Role-based addresses (info@, admin@, support@, noreply@) route to shared inboxes staffed by multiple people, none of whom opted in personally. They generate disproportionate complaint rates because recipients feel no ownership of the subscription and report spam at 3–5× the rate of personal addresses. Campaigns sent to role addresses also score lower engagement — shared inboxes are typically managed for task completion, not reading newsletters — which trains ISP filters to classify your domain as low-value. Elevated complaint rates from these addresses can trigger CAN-SPAM enforcement scrutiny, since complaints are one of the signals ISPs forward to the FTC.
Medium because role addresses consistently elevate complaint rates and suppress engagement signals, indirectly degrading sender reputation rather than causing immediate bounces.
Detect role-based prefixes at ingest and store a flag on the contact record to gate campaign eligibility:
const ROLE_PREFIXES = [
'info', 'admin', 'support', 'hello', 'noreply', 'no-reply',
'postmaster', 'webmaster', 'contact', 'sales', 'team',
'abuse', 'hostmaster', 'help', 'feedback'
]
function isRoleBased(email: string): boolean {
const local = email.split('@')[0]?.toLowerCase() ?? ''
return ROLE_PREFIXES.some(prefix => local === prefix)
}
await db.contact.create({
data: { email, is_role_address: isRoleBased(email) }
})
Add where: { is_role_address: false } to cold campaign segment queries. Transactional sends (receipts, password resets) can still reach role addresses — exclude them from marketing campaigns only.
ID: data-quality-list-hygiene.email-validation.role-address-flagging
Severity: medium
What to look for: Check whether the system identifies addresses with role-based prefixes: info@, admin@, support@, hello@, noreply@, postmaster@, webmaster@, contact@, sales@, team@, abuse@, hostmaster@. Enumerate all role prefixes the system checks and count the number covered out of the 12 known role prefixes — quote the actual prefix list found. These addresses often deliver to shared inboxes, go unread, and generate elevated complaint rates. Look for prefix detection in validation logic or a separate flagging system.
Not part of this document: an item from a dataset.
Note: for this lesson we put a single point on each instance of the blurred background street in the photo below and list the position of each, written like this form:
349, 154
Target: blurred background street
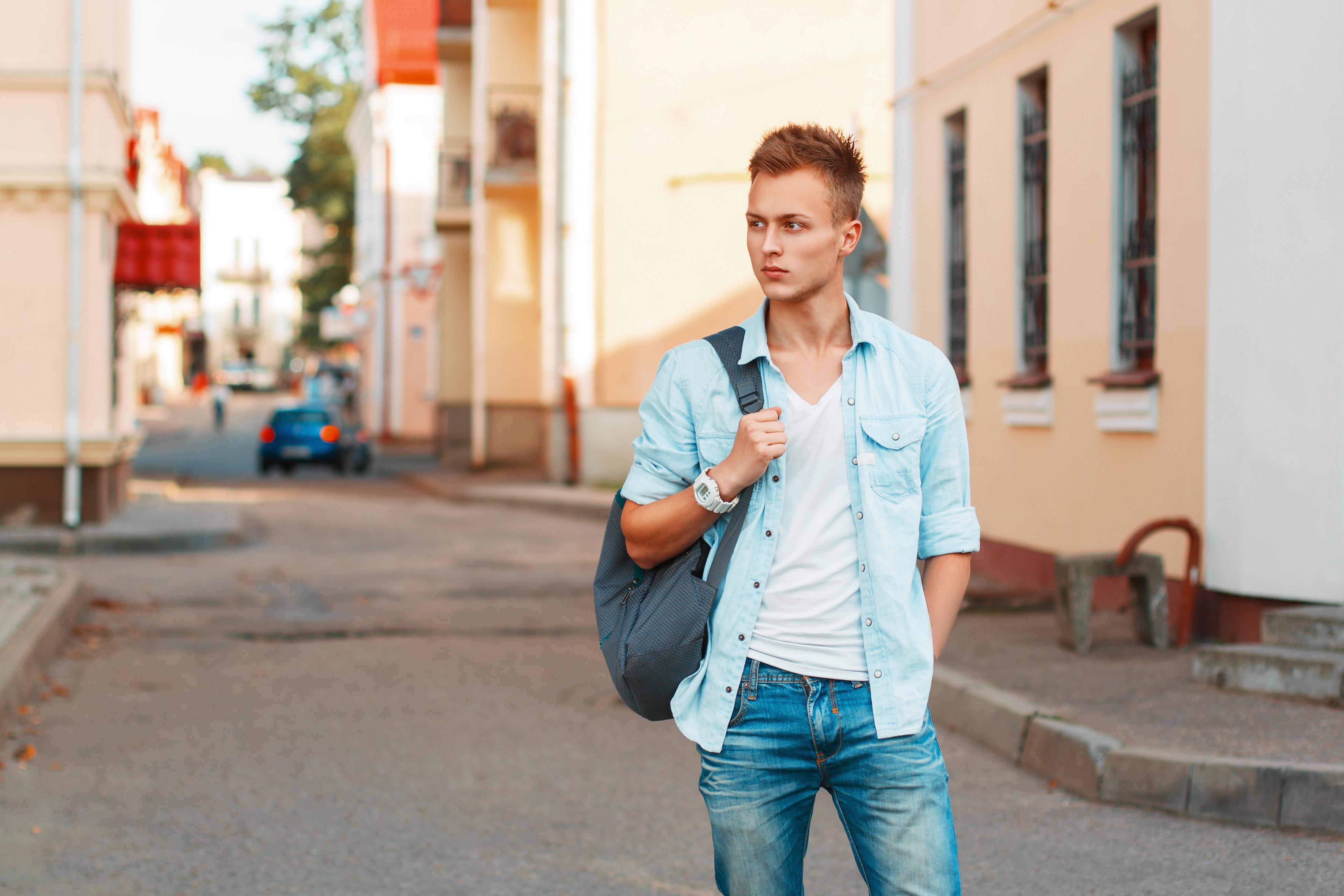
323, 335
396, 694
Pass criteria: Role-based addresses are detected covering at least 8 of the 12 standard role prefixes. Detected addresses are either rejected (strict) or flagged with a metadata tag that prevents them from receiving certain campaign types (especially cold outreach). Report the count of covered prefixes even on pass.
Fail criteria: Role-based addresses are accepted and treated identically to personal addresses. Or fewer than 8 role prefixes are covered.
Skip (N/A) when: The system is a transactional system only (receipts, alerts) where role-based addresses are expected and acceptable recipients.
Detail on fail: Example: "No role-address detection — info@ and admin@ addresses are treated identically to personal addresses"
Remediation: Add prefix detection at ingest and tag the contact record:
const ROLE_PREFIXES = [
'info', 'admin', 'support', 'hello', 'noreply', 'no-reply',
'postmaster', 'webmaster', 'contact', 'sales', 'team',
'abuse', 'hostmaster', 'help', 'feedback'
]
function isRoleBased(email: string): boolean {
const local = email.split('@')[0]?.toLowerCase() ?? ''
return ROLE_PREFIXES.some(prefix => local === prefix)
}
// Store the flag on the contact:
await db.contact.create({
data: { email, is_role_address: isRoleBased(email), ... }
})
Use the is_role_address flag to exclude these contacts from cold campaign segments.